Peut-on écrire un requiem de plus d’une heure et demie à partir d’un unique motif chromatique de quatre notes ? La réponse est « oui » : Antonín Dvorák l’a fait, et avec quel talent !

  C’est tout à fait par hasard que j’ai acheté, il y a plus de vingt ans, un enregistrement de cette oeuvre, que je ne connaissais pas, dirigée par Wolfgang Sawallisch en 1984. Il est resté un de mes disques favoris.

  Antonín Dvorák (1841-1904), compositeur tchèque très prolifique, est surtout connu pour sa neuvième symphonie « du Nouveau Monde ». Mais on lui doit bien d’autres oeuvres : concertos, pièces pour piano, musique de chambre, musique vocale et opéras…

  Le requiem en si bémol mineur qu’il écrit en 1890 est une création monumentale, pour un quatuor de solistes, choeur et grand orchestre : une formation digne des symphonies que Mahler composait à la même époque.

  Le mode mineur apparaît souvent comme « triste ». Peut-être cette tierce qui ne fait pas l’effort de monter jusqu’à la tierce majeure donne-t-elle cette impression de fatigue, de dépression ? On peut probablement rapprocher cet effet de la tendance qu’ont les musiciens à accorder leur instrument un peu trop haut, pour lui donner plus d’éclat.

  S’il fallait se contenter d’un mot pour qualifier ce requiem, ce serait « chromatisme ». Le mode mineur s’y prête bien, avec ses sixième et septième degrés « flottants ». Dvorák utilise ici un chromatisme effréné, qui accentue le sentiment d’affliction.

  Né 28 ans après Wagner, Dvorák lui emprunte le procédé du leitmotiv. Un motif déchirant de quatre notes parcourt en effet toute l’oeuvre. C’est par lui qu’elle commence, et elle finit avec lui. Il s’agit d’une broderie de deux notes à un demi-ton au-dessus et audessous de la dominante (fa, sol b, mi, fa). La dominante provoque par nature une sensation de suspension, d’inabouti. Ce motif brodé par demi-ton accroît encore cette impression.

  Comment ne pas penser, en entendant ces quatre notes, au célèbre motif B-A-C-H (Si b, la, do, si) que J.-S. Bach introduisit dans l’Art de la fugue, peu avant sa mort ?

  Le début du requiem est une merveille, un modèle d’écriture musicale : les cordes à l’unisson présentent d’abord cette cellule chromatique qui reviendra tout au long de l’oeuvre ; l’oreille est désorientée car elle n’a alors aucun repère tonal.

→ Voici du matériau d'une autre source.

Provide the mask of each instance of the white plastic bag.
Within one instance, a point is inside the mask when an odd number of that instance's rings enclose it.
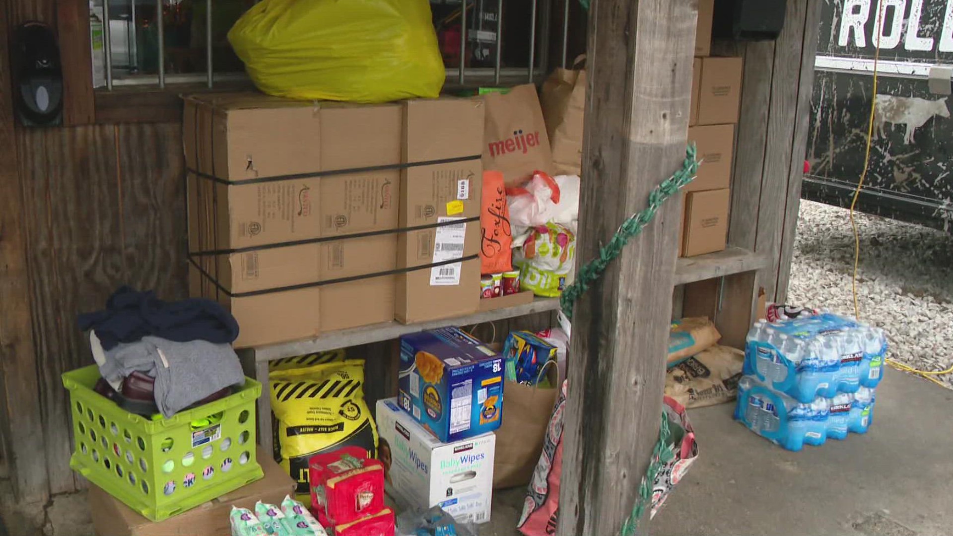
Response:
[[[556,178],[535,172],[522,188],[507,188],[513,246],[522,245],[534,227],[557,223],[576,233],[579,218],[579,177],[560,175]]]

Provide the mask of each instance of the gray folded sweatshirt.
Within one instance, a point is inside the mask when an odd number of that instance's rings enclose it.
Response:
[[[133,371],[155,378],[155,405],[169,418],[231,385],[244,385],[238,356],[231,344],[208,340],[175,342],[146,336],[105,351],[99,372],[118,381]]]

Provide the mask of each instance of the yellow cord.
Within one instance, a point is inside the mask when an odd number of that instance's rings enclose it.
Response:
[[[867,167],[870,164],[870,147],[873,143],[874,136],[874,115],[877,111],[877,84],[878,84],[878,68],[880,66],[881,59],[881,34],[883,29],[883,14],[881,13],[878,16],[879,28],[877,29],[877,51],[874,52],[874,89],[870,97],[870,116],[868,117],[867,123],[867,140],[866,148],[863,154],[863,171],[861,172],[861,180],[857,183],[857,190],[854,191],[854,198],[850,202],[850,227],[854,232],[854,271],[851,273],[850,278],[850,287],[851,292],[854,297],[854,316],[861,320],[861,306],[857,296],[857,272],[861,264],[861,235],[857,230],[857,221],[854,219],[854,208],[857,206],[857,199],[861,196],[861,189],[863,187],[863,182],[867,178]],[[928,370],[920,370],[918,368],[912,367],[906,363],[900,362],[895,360],[886,359],[886,363],[896,368],[897,370],[902,370],[910,374],[915,374],[933,381],[941,387],[949,388],[948,385],[943,381],[934,378],[934,376],[943,376],[944,374],[953,374],[953,365],[951,365],[946,370],[942,370],[939,372],[931,372]]]

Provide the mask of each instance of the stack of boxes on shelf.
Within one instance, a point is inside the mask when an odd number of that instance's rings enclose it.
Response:
[[[397,398],[376,407],[392,495],[402,506],[489,522],[502,357],[457,328],[436,329],[401,338],[399,377]]]
[[[236,347],[476,312],[482,136],[476,99],[187,97],[191,295]]]
[[[688,141],[702,162],[684,190],[680,257],[721,251],[727,239],[742,62],[710,55],[713,12],[714,0],[700,0]]]

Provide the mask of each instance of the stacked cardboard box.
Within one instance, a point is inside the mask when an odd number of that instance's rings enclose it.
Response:
[[[685,188],[680,255],[721,251],[728,231],[735,125],[741,96],[740,57],[713,57],[714,0],[700,0],[695,44],[688,140],[702,160],[698,177]]]
[[[476,311],[482,129],[471,99],[187,97],[191,295],[238,347]]]

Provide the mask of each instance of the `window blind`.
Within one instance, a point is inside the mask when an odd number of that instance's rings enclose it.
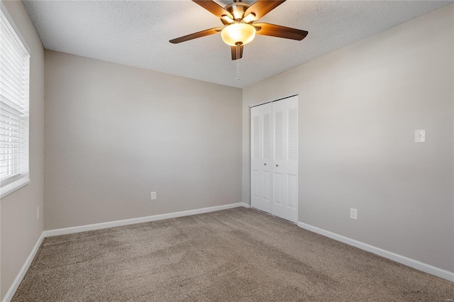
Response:
[[[0,19],[0,188],[4,191],[15,181],[28,179],[30,55],[4,11]]]

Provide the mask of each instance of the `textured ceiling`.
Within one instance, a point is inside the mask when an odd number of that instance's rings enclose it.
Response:
[[[222,26],[189,0],[24,3],[47,49],[243,88],[453,2],[288,0],[260,21],[309,35],[302,41],[257,35],[239,60],[239,80],[221,35],[168,42]]]

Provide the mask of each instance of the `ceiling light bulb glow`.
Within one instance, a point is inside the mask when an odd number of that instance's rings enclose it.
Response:
[[[231,46],[245,45],[255,37],[255,28],[250,24],[236,23],[226,26],[221,32],[222,40]]]

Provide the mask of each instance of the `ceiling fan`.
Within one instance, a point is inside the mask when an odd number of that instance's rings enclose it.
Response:
[[[213,13],[225,26],[207,29],[170,40],[171,43],[182,42],[221,33],[222,40],[231,45],[232,60],[243,57],[243,46],[251,42],[255,33],[262,35],[301,40],[308,34],[306,30],[270,23],[254,22],[275,9],[285,0],[258,0],[252,5],[233,0],[233,3],[222,7],[212,0],[192,0]]]

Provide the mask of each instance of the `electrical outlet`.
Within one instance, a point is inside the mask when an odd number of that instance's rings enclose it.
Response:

Les cordes poursuivent avec une descente un peu chaotique, très chromatique elle aussi, et qui reste donc extrêmement mystérieuse et troublante, jusqu’à ce que l’unisson se rompe et explose sur un sombre accord de dominante, qui précise la tonalité sans aucun doute possible. Le choeur entre, piano, sur l’accord de tonique qui suit.

  Au cours de chacun des treize mouvements, le chromatisme est associé à de grandes variations d’intensité et à des successions, souvent rapides, de tonalités mineures et majeures (« et lux perpetua », dès le début). Cela provoque une sensation de frémissement, de fluctuation des éclairages dans une suite d’éclats de couleurs différentes, comme peut le faire le passage intermittent du soleil à travers le feuillage d’un arbre : on peut parler d’un impressionnisme musical.

  Dans cette oeuvre qui dure plus d’une heure et demie, quelques passages me parlent moins ; mais l’attention revient vite puisque tout change en permanence, sous la colonne vertébrale du motif de quatre notes qui traverse imperturbablement cette composition.

  Dvorák était croyant. Son requiem, très romantique, présente toute la palette des sentiments, de la plus profonde tristesse à la joie intense, confiante ou victorieuse. Il a été joué lors des funérailles de Václav Havel à Prague, en décembre 2011.

  Un enregistrement de 1959 dirigé par Karel Ancerl, plusieurs fois réédité, a reçu le Grand Prix du disque de l’Académie Charles Cros. Malgré cette récompense méritée, je garde une préférence pour l’enregistrement de Sawallisch dont la prise de son plus récente restitue mieux les aigus et donc les timbres.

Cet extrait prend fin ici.